When Matthew Topic first left Kirkland & Ellis to launch his open-records practice at the Chicago plaintiffs boutique Loevy & Loevy in March 2014, it was just him and a single paralegal working part-time on three Illinois Freedom of Information Act cases.

A lot has changed since then. Working alongside five lawyers and paralegals, Topic is now juggling 200 FOIA cases, mostly in Illinois and federal courts, although he has been "dabbling" in FOIA cases in other states, such as Florida and Alabama.

He's waded into national-scale fights over records: Topic and his firm represented journalists who obtained the dashcam video showing a white Chicago police officer shooting a black teenager 16 times, as well as the records and notes used by Robert Mueller in his special counsel investigation into the Trump campaign's interactions with Russia during the 2016 presidential election.

Topic and BuzzFeed News scored a major victory last month when the U.S. Department of Justice agreed to release batches of those reports. But they'll only be released 500 pages a month every month for at least the next eight years, according to BuzzFeed News.

"There's just a rampant problem, especially DOJ and its components, about not even remotely meeting the guidelines under the statute," Topic said. "Getting into these cases where you have production schedules that go out five or 10 years."

Chris Hickman, BuzzFeed's senior counsel for media and intellectual property, said the major open-records victories the publication has won over the past year are "thanks in no small part to the effectiveness of Matt Topic."

Topic owes his high-volume practice to a particular quirk of FOIA statutes at the federal level and in states like Illinois: If a plaintiff prevails in court against a public agency over a FOIA matter, the public agency has to foot the bill for all of the attorney fees the plaintiff spent.

"This is why there's fee-shifting in the statute," Topic said. "I honestly believe I'm fulfilling what the [Illinois] General Assembly had in mind when they made for fee-shifting. No one was really taking advantage of it in a systematic, widespread way."

This means that Topic is flexible on fees. If his clients can pay, they'll pay. If they can't, "that won't be an obstacle to bringing a case." He said he would rather take on 20 cases where no one can pay than one case where a client could pay.

Take the city of Chicago, a frequent target of the journalists and transparency advocates Topic represents. Loevy & Loevy raked in $169,000 in attorney fees for FOIA actions against Chicago in 2018 alone, according to city records; the year before that it was $123,475.

"I consider this to be a personal mission. This is more than just a business or a practice," Topic said. "Every time the government improperly withholds records, it makes me angry, and I feel compelled to do something about it if I can."

His business model requires patience, because Topic and his team typically don't get paid until the case is resolved. He has cases pending for the next 10 years, and he thinks there's room to add more lawyers to his team to further increase the volume.

"We've shown that it works as a business model, or at least it works for us, and there's no reason continuing to increase the volume wouldn't work," Topic said.

It was during his tenure at Kirkland & Ellis, where he was a partner, that Topic began working on FOIA cases. Illinois lawmakers in 2009 updated the state FOIA to allow plaintiffs to recover attorney fees. It was because of that change that Topic, an intellectual property lawyer, developed the business model for his FOIA practice. That's how he landed at Loevy & Loevy in 2014.

A year after jumping to Loevy & Loevy, a firm known for securing multimillion-dollar jury verdicts and settlements in civil rights cases, Topic began working the biggest case of his career—an independent journalist was trying to obtain the video that depicted the death of 17-year-old Laquan McDonald by Chicago police officers.
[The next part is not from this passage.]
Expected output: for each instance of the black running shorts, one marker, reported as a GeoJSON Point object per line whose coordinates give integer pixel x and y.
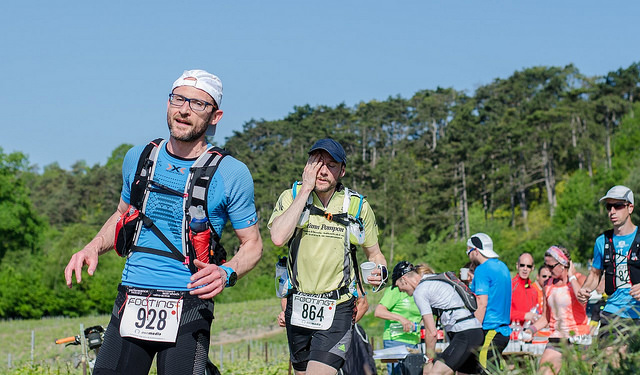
{"type": "Point", "coordinates": [462, 352]}
{"type": "Point", "coordinates": [329, 346]}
In a major FOIA victory for Topic, a Cook County judge ordered the release of the McDonald video—which showed an officer shooting McDonald 16 times—in November 2015, creating a political earthquake whose reverberations can still be felt today in Chicago.
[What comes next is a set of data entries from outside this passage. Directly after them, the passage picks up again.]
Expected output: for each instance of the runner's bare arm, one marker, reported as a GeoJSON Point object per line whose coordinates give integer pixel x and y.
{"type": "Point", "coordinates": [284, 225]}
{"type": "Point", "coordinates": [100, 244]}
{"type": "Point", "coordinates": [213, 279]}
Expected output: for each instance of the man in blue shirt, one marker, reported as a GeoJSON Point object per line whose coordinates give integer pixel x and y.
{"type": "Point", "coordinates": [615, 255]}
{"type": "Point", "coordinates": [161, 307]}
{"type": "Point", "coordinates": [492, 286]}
Topic doesn't consider himself a traditional media lawyer. Although he is the outside general counsel for the Chicago-based Better Government Association, a nonprofit watchdog organization that partners with news outlets in the Windy City, he doesn't handle a lot of defamation cases. And not all of his clients are journalists.
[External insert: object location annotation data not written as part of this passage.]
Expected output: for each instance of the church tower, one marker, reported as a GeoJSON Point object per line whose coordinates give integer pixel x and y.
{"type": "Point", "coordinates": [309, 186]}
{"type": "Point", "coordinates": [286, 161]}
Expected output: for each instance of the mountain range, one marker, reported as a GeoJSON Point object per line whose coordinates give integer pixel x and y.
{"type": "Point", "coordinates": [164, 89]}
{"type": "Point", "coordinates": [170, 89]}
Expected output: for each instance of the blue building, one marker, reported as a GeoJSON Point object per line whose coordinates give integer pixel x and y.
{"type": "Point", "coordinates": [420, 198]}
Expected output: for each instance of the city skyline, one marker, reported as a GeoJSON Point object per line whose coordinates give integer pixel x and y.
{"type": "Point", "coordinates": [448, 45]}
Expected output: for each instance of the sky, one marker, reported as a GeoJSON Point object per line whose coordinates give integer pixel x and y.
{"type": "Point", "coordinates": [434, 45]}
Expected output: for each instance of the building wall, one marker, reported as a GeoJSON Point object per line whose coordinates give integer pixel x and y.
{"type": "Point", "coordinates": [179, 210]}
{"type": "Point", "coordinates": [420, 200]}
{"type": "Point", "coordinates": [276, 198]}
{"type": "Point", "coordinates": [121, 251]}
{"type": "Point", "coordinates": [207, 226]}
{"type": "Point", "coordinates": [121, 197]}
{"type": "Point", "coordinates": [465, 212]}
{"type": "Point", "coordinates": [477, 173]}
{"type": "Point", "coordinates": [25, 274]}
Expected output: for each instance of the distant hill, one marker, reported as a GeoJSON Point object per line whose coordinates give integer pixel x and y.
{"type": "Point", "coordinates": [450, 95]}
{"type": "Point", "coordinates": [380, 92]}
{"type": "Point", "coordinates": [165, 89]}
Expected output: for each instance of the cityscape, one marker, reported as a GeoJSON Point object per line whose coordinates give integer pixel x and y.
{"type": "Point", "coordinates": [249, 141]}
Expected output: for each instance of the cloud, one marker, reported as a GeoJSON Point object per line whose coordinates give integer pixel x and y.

He admitted he doesn't have a good sense of the analytics of his practice—how many victories he and his team win at trial, how many hours they pour in. He said he is hoping to keep better tabs on those details in 2020.

Although Topic and his team have taken up FOIA cases in other states, they're not looking to extend the main reach of their high-volume practice outside of Illinois and the federal level. One obstacle to that expansion is that each state has a different FOIA statute with its own quirks.

"Every state, it operates a little bit differently, so there's a bit of a learning curve," Topic said. "That day may come where we start to look and say, 'Let's pick some other states and get people on the ground in those states.' Or maybe we look at partnerships…"

"Right now, there's so much more we haven't even done in Illinois and federal that, as we're constituted now, is pretty full-time," he added.